Matthew Kwasi Gyamfi (born 11 August 1957 in Wamanafo, Ghana) is a Ghanaian Catholic prelate who has served as Bishop of Sunyani since 2003. He is the current president of the Ghana Catholic Bishops Conference. He is also the episcopal chairman of the Catholic University of Ghana, Fiapre, and serves as a member of its governing council.

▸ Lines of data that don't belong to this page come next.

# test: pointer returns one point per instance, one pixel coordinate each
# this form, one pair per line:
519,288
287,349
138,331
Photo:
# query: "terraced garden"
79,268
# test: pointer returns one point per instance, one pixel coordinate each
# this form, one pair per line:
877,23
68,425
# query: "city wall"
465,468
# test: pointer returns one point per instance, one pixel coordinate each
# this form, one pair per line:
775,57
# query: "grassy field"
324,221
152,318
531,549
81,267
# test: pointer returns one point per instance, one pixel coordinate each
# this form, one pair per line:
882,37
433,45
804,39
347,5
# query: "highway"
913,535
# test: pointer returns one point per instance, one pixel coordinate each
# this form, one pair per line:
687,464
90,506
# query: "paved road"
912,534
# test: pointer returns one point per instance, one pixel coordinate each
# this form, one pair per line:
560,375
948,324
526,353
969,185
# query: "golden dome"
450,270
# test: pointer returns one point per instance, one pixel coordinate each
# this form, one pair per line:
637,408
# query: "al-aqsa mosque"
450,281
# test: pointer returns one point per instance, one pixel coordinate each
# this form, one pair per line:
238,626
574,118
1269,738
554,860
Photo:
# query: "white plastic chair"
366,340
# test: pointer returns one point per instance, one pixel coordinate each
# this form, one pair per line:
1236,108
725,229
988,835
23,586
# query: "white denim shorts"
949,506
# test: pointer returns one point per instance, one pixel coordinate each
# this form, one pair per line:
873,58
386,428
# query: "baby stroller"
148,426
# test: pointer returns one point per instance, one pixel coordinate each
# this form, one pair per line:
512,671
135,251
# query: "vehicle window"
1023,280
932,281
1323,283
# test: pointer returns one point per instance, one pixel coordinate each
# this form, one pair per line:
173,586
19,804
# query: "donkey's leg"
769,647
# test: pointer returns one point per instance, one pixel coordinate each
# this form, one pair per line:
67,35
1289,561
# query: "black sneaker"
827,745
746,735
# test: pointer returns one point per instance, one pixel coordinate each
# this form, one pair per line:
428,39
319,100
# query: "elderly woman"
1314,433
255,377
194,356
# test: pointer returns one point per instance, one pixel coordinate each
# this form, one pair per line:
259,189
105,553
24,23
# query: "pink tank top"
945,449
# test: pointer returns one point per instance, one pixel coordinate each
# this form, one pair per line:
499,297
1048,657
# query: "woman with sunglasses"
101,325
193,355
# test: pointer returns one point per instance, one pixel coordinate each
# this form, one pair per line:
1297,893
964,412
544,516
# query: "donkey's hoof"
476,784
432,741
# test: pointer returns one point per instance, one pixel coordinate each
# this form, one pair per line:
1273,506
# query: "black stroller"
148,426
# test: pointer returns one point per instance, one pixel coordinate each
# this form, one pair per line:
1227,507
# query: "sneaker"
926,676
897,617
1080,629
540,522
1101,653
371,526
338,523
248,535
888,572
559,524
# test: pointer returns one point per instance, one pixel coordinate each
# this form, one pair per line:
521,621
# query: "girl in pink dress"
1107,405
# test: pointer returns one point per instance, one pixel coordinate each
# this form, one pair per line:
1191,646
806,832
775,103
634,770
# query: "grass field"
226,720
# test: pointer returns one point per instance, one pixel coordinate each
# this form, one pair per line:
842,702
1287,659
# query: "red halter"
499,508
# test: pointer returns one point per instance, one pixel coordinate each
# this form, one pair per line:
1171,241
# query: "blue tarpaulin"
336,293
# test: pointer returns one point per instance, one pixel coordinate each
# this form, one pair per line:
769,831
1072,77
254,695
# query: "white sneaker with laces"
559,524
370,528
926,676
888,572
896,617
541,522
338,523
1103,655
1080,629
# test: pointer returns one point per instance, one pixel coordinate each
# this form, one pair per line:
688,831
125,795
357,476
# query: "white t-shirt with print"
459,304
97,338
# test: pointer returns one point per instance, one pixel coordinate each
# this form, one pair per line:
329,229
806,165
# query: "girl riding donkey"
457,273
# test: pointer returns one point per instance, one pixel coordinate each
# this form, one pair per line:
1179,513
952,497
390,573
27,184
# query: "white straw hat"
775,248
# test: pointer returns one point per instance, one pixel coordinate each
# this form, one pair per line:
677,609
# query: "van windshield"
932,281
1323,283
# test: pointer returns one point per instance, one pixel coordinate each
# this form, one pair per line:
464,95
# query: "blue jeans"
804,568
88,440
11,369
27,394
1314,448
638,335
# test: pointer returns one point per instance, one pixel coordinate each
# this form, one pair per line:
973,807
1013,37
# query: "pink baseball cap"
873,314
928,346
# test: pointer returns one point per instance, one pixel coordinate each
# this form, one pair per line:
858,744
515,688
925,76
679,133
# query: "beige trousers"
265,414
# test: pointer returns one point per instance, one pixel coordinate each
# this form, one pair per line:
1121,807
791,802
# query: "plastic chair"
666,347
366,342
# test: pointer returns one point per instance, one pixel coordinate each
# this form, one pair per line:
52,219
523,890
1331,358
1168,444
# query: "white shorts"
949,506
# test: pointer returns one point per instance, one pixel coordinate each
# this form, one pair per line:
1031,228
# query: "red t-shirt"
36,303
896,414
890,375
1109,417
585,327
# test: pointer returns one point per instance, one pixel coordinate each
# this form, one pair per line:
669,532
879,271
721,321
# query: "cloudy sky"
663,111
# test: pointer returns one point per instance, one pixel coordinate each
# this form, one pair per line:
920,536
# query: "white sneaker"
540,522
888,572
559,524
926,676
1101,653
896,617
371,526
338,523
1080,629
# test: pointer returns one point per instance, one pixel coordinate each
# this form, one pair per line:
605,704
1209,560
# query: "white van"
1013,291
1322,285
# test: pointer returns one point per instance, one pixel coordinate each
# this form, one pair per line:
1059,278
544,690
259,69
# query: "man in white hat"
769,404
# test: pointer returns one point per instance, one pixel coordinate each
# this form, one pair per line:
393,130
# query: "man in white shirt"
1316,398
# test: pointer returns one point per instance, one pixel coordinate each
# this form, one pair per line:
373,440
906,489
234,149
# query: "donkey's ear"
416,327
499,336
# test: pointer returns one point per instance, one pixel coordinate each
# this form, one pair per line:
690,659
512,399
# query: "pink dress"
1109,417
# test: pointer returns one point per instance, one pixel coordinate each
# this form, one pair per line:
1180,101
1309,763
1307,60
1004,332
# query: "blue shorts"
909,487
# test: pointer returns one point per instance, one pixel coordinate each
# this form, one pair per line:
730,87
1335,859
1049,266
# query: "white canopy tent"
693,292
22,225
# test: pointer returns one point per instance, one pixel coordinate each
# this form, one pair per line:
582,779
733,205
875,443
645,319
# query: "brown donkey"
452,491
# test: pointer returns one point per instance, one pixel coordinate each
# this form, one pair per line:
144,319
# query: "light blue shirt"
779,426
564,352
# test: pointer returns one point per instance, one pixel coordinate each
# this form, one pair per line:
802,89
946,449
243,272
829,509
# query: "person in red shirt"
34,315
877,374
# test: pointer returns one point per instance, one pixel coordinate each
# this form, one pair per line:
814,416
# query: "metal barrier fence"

== Early life and education ==
Gyamfi was born on 11 August 1957 at Wamanafo in the Dormaa East District in the Bono Region. He proceeded to study at the St. Hubert Seminary in Kumasi and later pursued courses in Philosophy and Theology at St. Peter's Seminary in Cape Coast, culminating in successful completion. Gyamfi from 1994 to 1998 studied at the University of Toronto in Canada and received a doctorate degree in Geography and master's degree in education from Ontario Institute.

== Career ==
He received his priestly ordination from the late Bishop James Kwadwo Owusu. Subsequently, he held the role of Assistant Administrator at the Christ The King Cathedral in Sunyani for a span of two years that is between January and September 1987, he served as a Chaplain at the St. Joseph's Training College in Bechem while teaching religious studies at the institution. Later on, he embarked on a degree program in Social Sciences at the University of Ghana.

From 1990 to 1991, he assumed the role of acting Parish Priest at St. Peter's Parish in Kenyasi, in the Asutifi North District in the Ahafo Region. Additionally, he served as the Vice-Rector and a full-time tutor at St. James Minor Seminary located in Abesim, near Sunyani, from 1991 to 1993.

=== Episcopate ===
Gyamfi was ordained a priest on 27 July 1985 by Bishop James Kwadwo Owusu, the bishop of Sunyani Diocese. Subsequently, he was appointed by John Paul II as the second Bishop of Sunyani on 14 April 2003, he received his episcopal consecration on 28 June 2003 from Archbishop Peter Kwasi Sarpong with Cardinal Peter Appiah Turkson and Bishop Lucas Abadamloora serving as co-consecrators.

In November 2022, he was elected as the President of the Ghana Catholic Bishops' Conference, and he has been serving as the Chancellor of the Catholic University College of Ghana since in 2003. He served as the Episcopal Chairman of the National Catechetical Commission on the Catholic Bishops' Conference from 2004 to 2011. He moved on to serve as the Episcopal Chairman of Education and National Catechetical Commission in 2011.

In 2003 he assumed the role of Episcopal Chairman of the Catholic University of Ghana, Fiapre, and concurrently serves as a member of the governing council of the university.